In early 00’s… we always had around 5-6 scheduled throughout the year, and usually ended up doing the first one, then the rest were either cancelled, forgotten about by the entirety of the student body and staff, or involved half the students just going home early when they realized nothing was stopping them and no one cared.

Thanks for the info!

Yeah…they were one of those boring HS “events” that nobody wanted to attend. I attended a small HS with mediocre sports teams…game attendence was typically low. But why twist arms and make people attend? Its like mandatory chapel sessions at church-affiliated colleges-if you make people attend, the results are usually the opposite of what was intended.

I graduated in 1991. We had them every friday during football season.

Am I being whooshed? I lived in San Diego for two years and that sounds like an awfully swell way to spend an afternoon.

Went to high school in rural Michigan in the 2000s. They had pep rallies, and attendance was mandatory.

My high school didn’t care much about its students, only its athletes.

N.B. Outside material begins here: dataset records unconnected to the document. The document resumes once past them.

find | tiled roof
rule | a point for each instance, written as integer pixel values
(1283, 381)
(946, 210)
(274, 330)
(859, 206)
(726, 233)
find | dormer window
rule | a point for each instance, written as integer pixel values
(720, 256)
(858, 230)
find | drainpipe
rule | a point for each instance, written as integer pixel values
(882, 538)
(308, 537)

Ditto, except swap rural Pennsylvania for rural Michigan. I hated them. I almost got in trouble for skipping one when I was caught hiding in the library. I didn’t get punished because, in the words of the teacher that caught me, “writing this up would be ridiculous”. She did tell me not to do it again though.

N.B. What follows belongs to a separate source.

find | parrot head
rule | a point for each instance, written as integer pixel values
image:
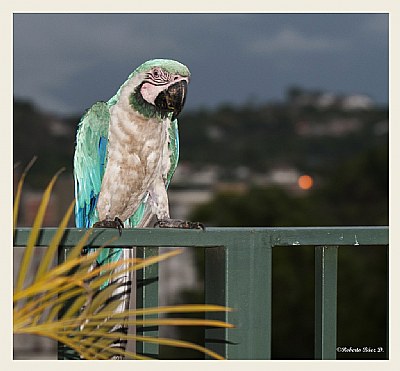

Seating was always according to grade, and maybe twice a year we’d have “spirit games” where volunteers from each class were supposed to compete against the other classes while the rest of the study body watched (these took an entire afternoon). My class was must’ve been unusually lacking in school spirit since we always lost. We were also the only class to ever have to forfeit an event because not enough people wanted to do it (cue exasperated class advisors begging their students to sign up for crap).

We certainly had pep rallies in Texas in high school and even junior high school. Very common. Almost every week during football season – and always for football, never for any other sports teams. That was, however, several decades ago and I don’t know about now. (I’ve since learned that my junior high school has been redesignated a “middle school.”)

This is , word for word, what the high school I coach at does. Focused entirely on the football and basketball teams.

Doesn’t take the entire afternoon though, Each class period is shortened by 5 minutes so there’s 40 minutes to do this in.

It’s a small town. They even close down the downtown area for the homecoming parade. All two blocks of it.

When I went to high school (late '80s), my school had these things, but IIRC they were called “assemblies.” There were a few each year, but I don’t remember if they were specifically tied to sports, since I stopped attending them after the first couple my freshman year. They had them in the middle of the day, so my friends and I looked at them as an hour off to go screw around somewhere.

The school always said these assemblies were mandatory. I used to wonder about that… my school had a student population of about 4500, and while the gym was huge, if the administration thought we could all fit in there they were dreaming.

Up until a couple months ago I thought that this was what glee clubs did. You know, to get everyone happy – gleeful – for their team.

We had pep rallies when I went to school, mid 2000s, DC area. I don’t think they had to do with sports though as they seemed kind of random and they weren’t consistent from year to year.

We couldn’t skip though as the perimeter of the school was on lock down during these. The only event my friends and I managed to escape was our senior picnic.

Now that I think of it, a few may have been for basketball. Maybe. But football, ahead of every game.

We had “assemblies” too but those were different. Assemblies always had some other purpose. Such as to listen to some guy who had been in prison for drugs and now went around to schools telling students not to do drugs. Or maybe to watch the school play. But pep rallies were a very unique animal.